In der vorliegenden Arbeit sind Ein-Metall Betrachtungen vorgenommen. Dabei wird ein komplexes Mehrmetallsystem über Allokationen auf ein spezifisches Metall disaggregiert, wie es im Bereich der Ökobilanzierung üblich ist. Die oben erwähnten weiteren Dimensionen des Recyclings können durch eine solche Ein-Metall Betrachtung nicht erfasst werden, da sie die systemischen Interaktionen der Metalle untereinander vernachlässigen. Nachfolgend ist daher eine gesamtsystemische Betrachtung des Kupferrecyclings vorgenommen, um die Einschränkungen, die mit der Ein-Metall Betrachtung verbunden sind, zu veranschaulichen.

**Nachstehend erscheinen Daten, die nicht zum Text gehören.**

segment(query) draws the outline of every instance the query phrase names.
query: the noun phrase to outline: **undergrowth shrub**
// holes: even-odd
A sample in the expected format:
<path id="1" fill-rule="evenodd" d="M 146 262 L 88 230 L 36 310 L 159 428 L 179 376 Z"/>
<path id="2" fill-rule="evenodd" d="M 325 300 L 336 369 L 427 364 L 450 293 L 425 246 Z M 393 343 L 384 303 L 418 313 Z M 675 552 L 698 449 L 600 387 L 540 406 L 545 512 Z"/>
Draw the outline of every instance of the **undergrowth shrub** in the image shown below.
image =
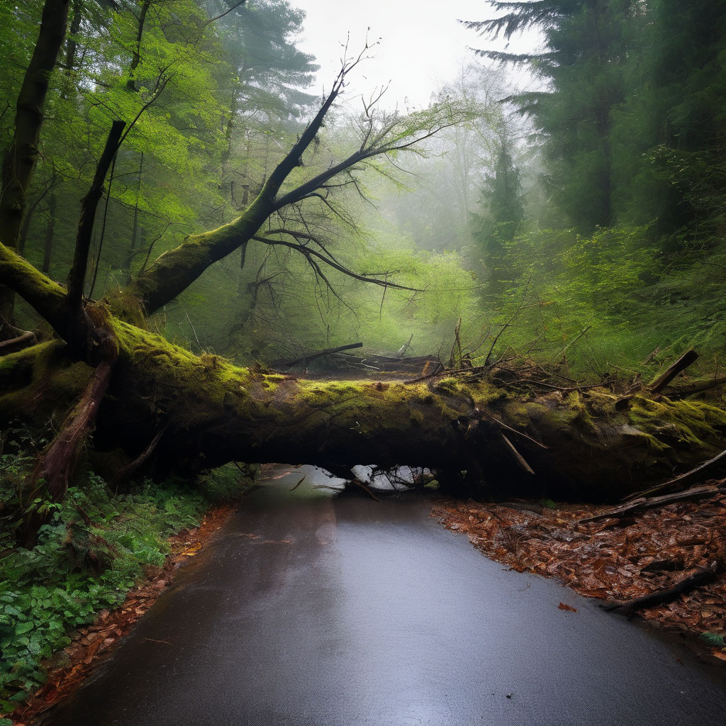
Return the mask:
<path id="1" fill-rule="evenodd" d="M 0 457 L 0 502 L 15 510 L 35 458 L 12 448 Z M 0 713 L 12 711 L 44 682 L 41 661 L 68 645 L 74 629 L 123 603 L 144 567 L 163 564 L 171 534 L 198 525 L 210 499 L 238 495 L 249 485 L 234 472 L 222 468 L 207 475 L 202 491 L 179 481 L 147 479 L 118 495 L 86 473 L 55 505 L 32 550 L 9 546 L 6 518 L 0 543 Z"/>

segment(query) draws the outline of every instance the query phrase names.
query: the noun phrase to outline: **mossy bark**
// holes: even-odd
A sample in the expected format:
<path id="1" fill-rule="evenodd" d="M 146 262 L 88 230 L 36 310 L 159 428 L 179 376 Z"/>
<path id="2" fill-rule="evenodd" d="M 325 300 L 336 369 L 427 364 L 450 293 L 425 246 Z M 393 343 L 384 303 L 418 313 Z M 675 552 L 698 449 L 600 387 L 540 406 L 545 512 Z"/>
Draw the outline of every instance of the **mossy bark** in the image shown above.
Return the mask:
<path id="1" fill-rule="evenodd" d="M 726 448 L 726 411 L 703 401 L 636 396 L 619 410 L 604 389 L 523 400 L 486 381 L 454 378 L 298 380 L 197 356 L 109 322 L 118 358 L 94 444 L 121 444 L 133 457 L 167 427 L 155 456 L 182 469 L 231 460 L 335 471 L 407 464 L 435 468 L 470 494 L 606 500 Z M 67 350 L 46 343 L 3 358 L 0 417 L 17 416 L 33 401 L 34 415 L 47 415 L 49 406 L 78 395 L 91 369 Z"/>

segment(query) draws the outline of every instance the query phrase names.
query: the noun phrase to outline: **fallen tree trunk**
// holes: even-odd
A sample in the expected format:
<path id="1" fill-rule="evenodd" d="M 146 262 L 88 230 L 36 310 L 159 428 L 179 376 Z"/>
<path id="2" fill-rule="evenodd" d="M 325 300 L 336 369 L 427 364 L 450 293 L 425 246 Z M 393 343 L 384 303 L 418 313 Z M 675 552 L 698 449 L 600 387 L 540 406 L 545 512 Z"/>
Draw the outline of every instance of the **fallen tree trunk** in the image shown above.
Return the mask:
<path id="1" fill-rule="evenodd" d="M 726 412 L 702 401 L 635 396 L 617 410 L 605 389 L 521 400 L 486 380 L 298 380 L 195 356 L 107 315 L 118 357 L 95 448 L 121 446 L 133 460 L 166 427 L 154 459 L 170 468 L 285 461 L 347 474 L 355 464 L 408 464 L 436 469 L 470 495 L 603 501 L 724 444 Z M 4 356 L 0 420 L 25 409 L 36 421 L 49 417 L 80 394 L 92 370 L 60 341 Z"/>

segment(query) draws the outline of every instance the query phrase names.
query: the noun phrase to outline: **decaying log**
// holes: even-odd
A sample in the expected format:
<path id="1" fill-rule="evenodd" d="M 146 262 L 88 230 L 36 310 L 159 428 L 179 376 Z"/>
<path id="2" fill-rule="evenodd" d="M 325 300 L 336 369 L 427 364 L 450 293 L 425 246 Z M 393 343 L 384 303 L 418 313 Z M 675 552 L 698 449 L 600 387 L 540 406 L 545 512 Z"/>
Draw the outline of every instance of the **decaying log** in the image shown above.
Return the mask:
<path id="1" fill-rule="evenodd" d="M 660 375 L 648 384 L 651 393 L 659 393 L 681 371 L 684 371 L 698 357 L 698 354 L 693 348 L 686 351 L 674 363 L 668 367 Z"/>
<path id="2" fill-rule="evenodd" d="M 725 457 L 726 457 L 726 449 L 724 449 L 724 451 L 722 451 L 720 454 L 717 454 L 712 459 L 709 459 L 708 461 L 704 461 L 702 464 L 699 464 L 697 467 L 691 469 L 690 471 L 687 471 L 683 474 L 679 474 L 677 476 L 673 477 L 672 479 L 664 481 L 663 484 L 658 484 L 657 486 L 652 486 L 649 489 L 645 489 L 645 492 L 638 492 L 635 494 L 630 495 L 627 498 L 629 499 L 632 499 L 636 497 L 650 497 L 658 492 L 663 492 L 665 489 L 672 489 L 674 485 L 682 484 L 694 475 L 699 473 L 704 469 L 707 469 L 709 466 L 712 466 L 714 464 L 718 463 L 718 462 Z"/>
<path id="3" fill-rule="evenodd" d="M 682 595 L 685 592 L 690 592 L 696 587 L 701 587 L 702 585 L 713 582 L 718 574 L 718 563 L 714 561 L 708 567 L 702 567 L 688 576 L 684 577 L 673 585 L 672 587 L 658 590 L 657 592 L 651 592 L 650 595 L 643 595 L 642 597 L 636 597 L 635 600 L 627 600 L 624 603 L 612 603 L 610 605 L 605 605 L 603 609 L 608 612 L 613 610 L 621 610 L 625 613 L 632 613 L 636 610 L 642 610 L 644 608 L 653 608 L 656 605 L 670 603 L 675 600 L 680 595 Z"/>
<path id="4" fill-rule="evenodd" d="M 665 507 L 669 504 L 674 504 L 676 502 L 693 502 L 697 499 L 707 499 L 722 492 L 726 492 L 726 479 L 715 486 L 693 486 L 685 492 L 678 492 L 673 494 L 664 494 L 662 497 L 652 497 L 650 498 L 642 497 L 631 502 L 629 504 L 616 507 L 614 509 L 608 510 L 607 512 L 601 512 L 600 514 L 593 515 L 592 517 L 585 517 L 579 520 L 577 523 L 585 524 L 587 522 L 597 522 L 600 519 L 610 519 L 611 518 L 623 519 L 633 514 L 639 514 L 649 509 L 657 509 L 658 507 Z"/>

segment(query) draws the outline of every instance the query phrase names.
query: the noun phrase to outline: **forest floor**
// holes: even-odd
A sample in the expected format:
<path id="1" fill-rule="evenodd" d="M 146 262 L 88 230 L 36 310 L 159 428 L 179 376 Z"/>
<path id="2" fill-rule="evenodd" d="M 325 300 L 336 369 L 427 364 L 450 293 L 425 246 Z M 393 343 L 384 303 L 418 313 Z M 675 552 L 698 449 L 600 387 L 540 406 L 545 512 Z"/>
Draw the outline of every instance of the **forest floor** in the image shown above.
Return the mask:
<path id="1" fill-rule="evenodd" d="M 129 591 L 123 603 L 115 610 L 102 610 L 96 620 L 72 634 L 70 645 L 46 663 L 48 680 L 13 713 L 15 726 L 25 726 L 73 690 L 99 664 L 169 587 L 180 567 L 213 541 L 235 507 L 224 504 L 210 510 L 198 527 L 184 529 L 167 540 L 171 554 L 163 567 L 147 566 L 144 579 Z"/>
<path id="2" fill-rule="evenodd" d="M 713 582 L 637 613 L 698 636 L 713 656 L 726 661 L 726 492 L 628 518 L 580 521 L 608 510 L 549 500 L 446 499 L 431 513 L 449 529 L 466 534 L 491 559 L 519 572 L 557 578 L 580 595 L 611 603 L 665 590 L 699 568 L 719 563 Z"/>

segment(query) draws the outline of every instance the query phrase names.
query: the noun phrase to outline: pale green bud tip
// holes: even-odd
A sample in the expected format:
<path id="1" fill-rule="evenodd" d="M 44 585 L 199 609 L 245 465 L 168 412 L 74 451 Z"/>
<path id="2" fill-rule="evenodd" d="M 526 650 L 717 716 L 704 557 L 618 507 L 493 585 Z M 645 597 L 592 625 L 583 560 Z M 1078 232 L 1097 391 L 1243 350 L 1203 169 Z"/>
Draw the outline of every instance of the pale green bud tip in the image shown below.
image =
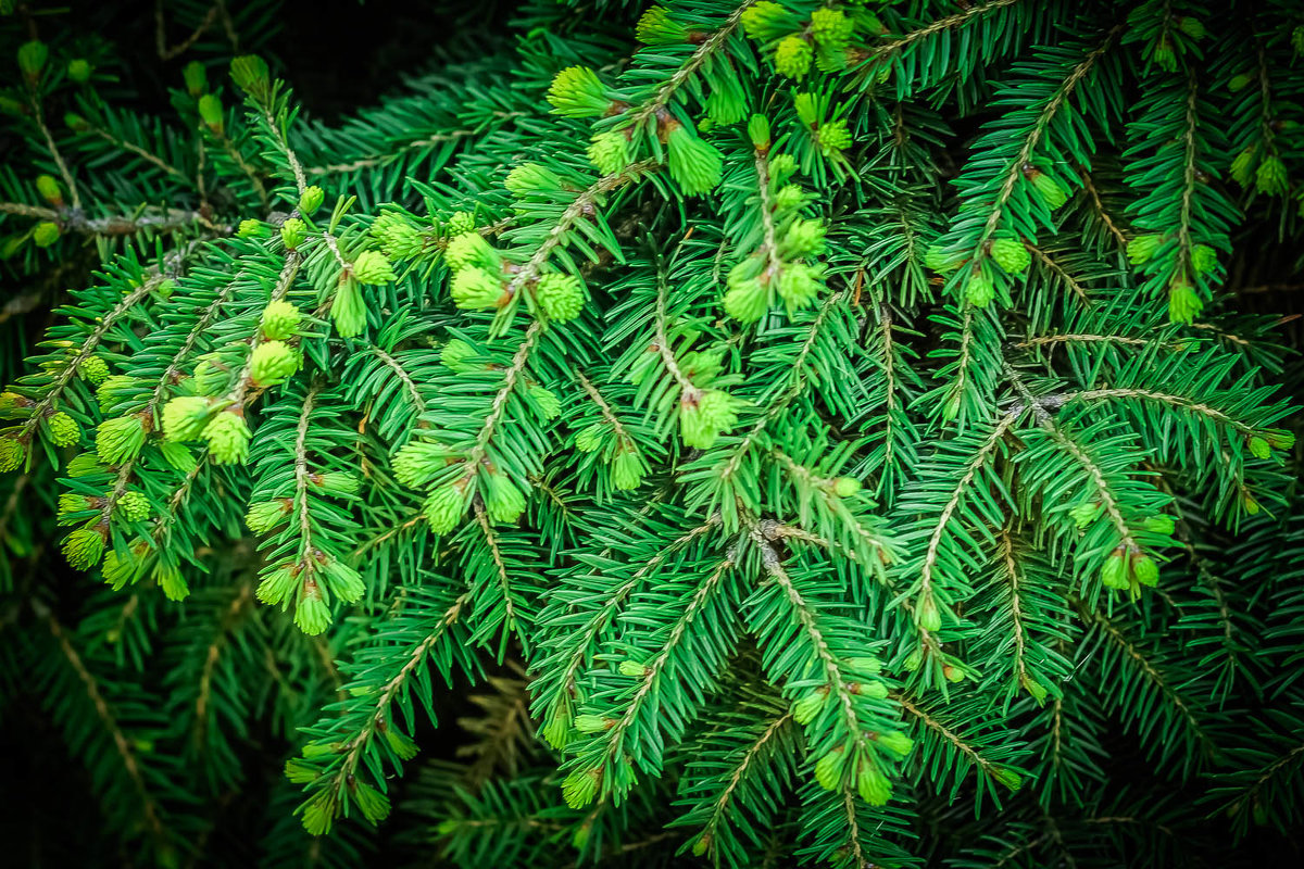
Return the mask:
<path id="1" fill-rule="evenodd" d="M 143 522 L 150 517 L 150 502 L 138 491 L 125 491 L 119 496 L 116 509 L 129 522 Z"/>
<path id="2" fill-rule="evenodd" d="M 220 134 L 226 120 L 222 111 L 222 100 L 218 99 L 216 94 L 205 94 L 201 96 L 198 108 L 200 120 L 202 120 L 214 133 Z"/>
<path id="3" fill-rule="evenodd" d="M 331 301 L 330 317 L 342 337 L 353 337 L 366 328 L 366 301 L 357 287 L 357 280 L 349 272 L 344 272 L 339 281 L 335 298 Z"/>
<path id="4" fill-rule="evenodd" d="M 239 412 L 223 410 L 213 417 L 203 427 L 203 439 L 215 464 L 240 464 L 249 457 L 249 425 Z"/>
<path id="5" fill-rule="evenodd" d="M 842 780 L 842 766 L 846 752 L 836 749 L 815 761 L 815 782 L 825 791 L 832 791 Z"/>
<path id="6" fill-rule="evenodd" d="M 64 203 L 64 189 L 51 175 L 37 176 L 37 193 L 39 193 L 46 202 L 56 208 Z"/>
<path id="7" fill-rule="evenodd" d="M 562 799 L 572 809 L 582 809 L 597 796 L 597 786 L 602 780 L 602 771 L 575 770 L 562 782 Z"/>
<path id="8" fill-rule="evenodd" d="M 283 383 L 299 370 L 299 354 L 284 341 L 263 341 L 249 356 L 249 377 L 256 386 Z"/>
<path id="9" fill-rule="evenodd" d="M 439 486 L 425 499 L 422 515 L 436 534 L 447 534 L 458 526 L 466 509 L 466 499 L 455 483 Z"/>
<path id="10" fill-rule="evenodd" d="M 76 571 L 89 571 L 104 555 L 104 535 L 96 528 L 78 528 L 64 539 L 64 558 Z"/>
<path id="11" fill-rule="evenodd" d="M 569 66 L 557 73 L 548 89 L 548 102 L 554 113 L 567 117 L 597 117 L 612 104 L 597 73 L 588 66 Z"/>
<path id="12" fill-rule="evenodd" d="M 443 262 L 452 271 L 463 268 L 481 268 L 486 272 L 496 272 L 502 268 L 498 251 L 484 240 L 479 232 L 463 232 L 449 241 L 443 251 Z"/>
<path id="13" fill-rule="evenodd" d="M 915 621 L 928 633 L 941 629 L 941 610 L 938 608 L 938 601 L 932 594 L 926 594 L 919 599 L 919 607 L 915 610 Z"/>
<path id="14" fill-rule="evenodd" d="M 994 298 L 996 298 L 996 285 L 991 275 L 975 263 L 969 271 L 969 280 L 965 281 L 965 301 L 974 307 L 986 307 Z"/>
<path id="15" fill-rule="evenodd" d="M 1159 582 L 1159 565 L 1145 552 L 1133 552 L 1132 576 L 1141 585 L 1154 586 Z"/>
<path id="16" fill-rule="evenodd" d="M 588 146 L 588 159 L 602 175 L 615 175 L 630 164 L 630 138 L 623 130 L 599 133 Z"/>
<path id="17" fill-rule="evenodd" d="M 259 326 L 262 327 L 265 337 L 284 340 L 292 336 L 295 330 L 299 328 L 300 318 L 301 314 L 295 305 L 283 298 L 278 298 L 267 302 L 267 306 L 262 309 Z"/>
<path id="18" fill-rule="evenodd" d="M 575 730 L 582 734 L 601 734 L 605 730 L 610 730 L 614 724 L 614 719 L 604 718 L 602 715 L 575 717 Z"/>
<path id="19" fill-rule="evenodd" d="M 1041 171 L 1033 171 L 1033 188 L 1041 194 L 1046 207 L 1055 211 L 1068 202 L 1068 190 L 1059 181 Z"/>
<path id="20" fill-rule="evenodd" d="M 1267 429 L 1261 433 L 1264 438 L 1273 449 L 1294 449 L 1295 448 L 1295 433 L 1286 431 L 1283 429 Z"/>
<path id="21" fill-rule="evenodd" d="M 304 586 L 304 597 L 295 607 L 295 624 L 308 636 L 317 636 L 331 623 L 330 607 L 321 597 L 317 584 L 309 580 Z"/>
<path id="22" fill-rule="evenodd" d="M 26 457 L 27 451 L 17 439 L 0 436 L 0 473 L 16 470 Z"/>
<path id="23" fill-rule="evenodd" d="M 672 46 L 687 42 L 689 30 L 675 23 L 664 7 L 652 7 L 639 18 L 634 36 L 645 46 Z"/>
<path id="24" fill-rule="evenodd" d="M 775 47 L 775 70 L 788 78 L 805 76 L 810 72 L 814 59 L 814 48 L 801 34 L 784 36 Z"/>
<path id="25" fill-rule="evenodd" d="M 70 447 L 81 439 L 81 426 L 63 410 L 46 420 L 46 429 L 56 447 Z"/>
<path id="26" fill-rule="evenodd" d="M 738 425 L 735 400 L 728 392 L 705 390 L 679 399 L 679 433 L 683 443 L 699 449 L 715 444 L 720 433 Z"/>
<path id="27" fill-rule="evenodd" d="M 998 238 L 991 242 L 991 258 L 1011 275 L 1017 275 L 1033 264 L 1033 255 L 1017 238 Z"/>
<path id="28" fill-rule="evenodd" d="M 675 125 L 670 130 L 668 150 L 670 177 L 679 184 L 685 195 L 708 193 L 720 184 L 724 158 L 713 145 L 698 138 L 689 128 Z"/>
<path id="29" fill-rule="evenodd" d="M 818 138 L 824 156 L 835 156 L 852 147 L 852 130 L 848 129 L 845 119 L 822 124 Z"/>
<path id="30" fill-rule="evenodd" d="M 295 250 L 299 245 L 304 244 L 306 237 L 308 224 L 299 218 L 289 218 L 286 223 L 280 224 L 280 241 L 286 245 L 287 250 Z"/>
<path id="31" fill-rule="evenodd" d="M 77 374 L 94 387 L 108 379 L 108 362 L 98 356 L 87 356 L 77 369 Z"/>
<path id="32" fill-rule="evenodd" d="M 885 734 L 879 734 L 879 745 L 888 749 L 893 754 L 905 757 L 914 748 L 914 740 L 902 734 L 901 731 L 888 731 Z"/>
<path id="33" fill-rule="evenodd" d="M 556 420 L 562 414 L 562 403 L 552 390 L 532 386 L 529 387 L 529 397 L 533 399 L 544 421 Z"/>
<path id="34" fill-rule="evenodd" d="M 548 319 L 565 323 L 579 317 L 584 307 L 584 291 L 579 278 L 562 272 L 550 272 L 539 279 L 535 285 L 535 298 L 548 314 Z"/>
<path id="35" fill-rule="evenodd" d="M 870 805 L 887 805 L 887 801 L 892 799 L 892 783 L 878 766 L 870 762 L 861 765 L 861 771 L 855 776 L 855 790 L 861 799 Z"/>
<path id="36" fill-rule="evenodd" d="M 769 150 L 769 119 L 764 115 L 752 115 L 747 120 L 747 138 L 751 139 L 751 146 L 758 151 Z"/>
<path id="37" fill-rule="evenodd" d="M 326 193 L 317 185 L 304 188 L 304 192 L 299 195 L 299 214 L 310 218 L 317 208 L 322 207 L 322 202 L 325 201 Z"/>
<path id="38" fill-rule="evenodd" d="M 526 496 L 502 474 L 488 474 L 485 508 L 496 522 L 511 524 L 526 512 Z"/>
<path id="39" fill-rule="evenodd" d="M 992 773 L 992 778 L 1008 787 L 1011 791 L 1017 791 L 1024 786 L 1024 776 L 1015 770 L 998 769 Z"/>
<path id="40" fill-rule="evenodd" d="M 1107 589 L 1125 589 L 1128 588 L 1128 565 L 1123 558 L 1123 550 L 1116 548 L 1104 559 L 1104 567 L 1101 568 L 1101 585 Z"/>
<path id="41" fill-rule="evenodd" d="M 647 675 L 648 668 L 640 664 L 638 661 L 625 659 L 621 662 L 618 670 L 622 676 L 629 676 L 631 679 L 642 679 Z"/>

Abbildung 7.4 zeigt die energetischen Aufwände und Ersparnisse des erweiterten Kupferrecyclingsystems für alle relevanten sekundären Quellen. Hier sind also alle Metalle berücksichtigt, die ebenfalls aus den jeweiligen sekundären Quellen recycelt werden und mit der mechanischen und/oder metallurgischen Aufbereitung von Kupfer direkt oder indirekt in Verbindung stehen. Die Aufwände des modellierten Kupferrecyclingsystems (siehe Abschnitt 5.2.3) sind aufgrund der Systemerweiterung ohne Allokationen erfasst. Diese energetischen Aufwände sind den energetischen Ersparnissen gegenübergestellt, die durch die Substitution von Primärmetall erzielt werden. Dabei ist zwischen den Ersparnissen, die durch das recycelte Kupfer und die weiteren recycelten Metalle erzielt werden, differenziert. Letztere sind im Diagramm als diskontierte Ersparnisse bezeichnet. Denn das Recycling dieser Metalle ist zwar zu einem bestimmten Teil über das Kupferrecyclingsystem abgedeckt, es werden dennoch weitere Schritte benötigt, um deren Recycling abzuschließen. Beispiele hierfür sind weitere metallurgische Verfahrensschritte, um die Edelmetalle aus dem Anodenschlamm der Kupferelektrolyse rückzugewinnen oder das Sortieren und Wiedereinschmelzen des Aluminiums, nachdem es aus der kupferhaltigen sekundären Quelle abgetrennt wurde. Die mit diesen weiteren Recyclingschritten verbundenen Aufwände sind von den entsprechenden metallspezifischen Ersparnissen abgezogen. Die Nettoersparnisse des Diagramms in Abbildung 7.4 sind die Summe der Ersparnisse aller Metalle abzüglich der (nicht-allozierten) Aufwände des Kupferrecyclingsystems und zeigen somit, ob das erweiterte Kupferrecyclingsystem energetisch profitabel ist.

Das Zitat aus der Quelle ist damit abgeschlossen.